Caldas is most on-target in the film’s midsection, during which he offers a realistic peek at Jessica’s grungy life as a teenage prostitute. Sharing a tiny room with three other girls, she dreams of a better life with a man who loves her. In one affecting scene, she has a heart-to-heart with her suicidal roommate Pamela (the fine Hermila Guedes, who played a similar role in “Suely in the Sky”) about growing older and losing customers to fresher girls.
The turning point comes when Jessica meets a good-looking young German (Peter Ketnath, the long-haired star of “Cinema, Aspirin and Vultures”) who’s into drugs and seems like the answer to her dreams.

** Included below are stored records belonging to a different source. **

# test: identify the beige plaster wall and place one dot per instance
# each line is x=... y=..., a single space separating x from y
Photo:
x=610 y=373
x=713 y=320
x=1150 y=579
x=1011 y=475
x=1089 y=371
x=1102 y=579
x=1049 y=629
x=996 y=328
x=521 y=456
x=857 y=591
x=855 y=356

This is pure conjecture, however, since throughout the film Laila maintains the same impenetrable look, making it hard to empathize with her or imagine her feelings.
Thanks to an unlikely plot development, the last 20 minutes shift to Berlin, where d.p. Paulo Jacinto dos Reis’ wobbly, handheld camera style gives way to sober, orderly lensing. This third location broadens the film’s scope to yet another metaphorical desert of the soul.
Jessica’s comment that “the German sun is as cold as a refrigerator light” got an appreciative laugh at the film’s Berlinale Panorama screening.
A rocking score by Fabio Trummer and Erastos Vasconcelos gives the simply framed shots a bit of rhythm.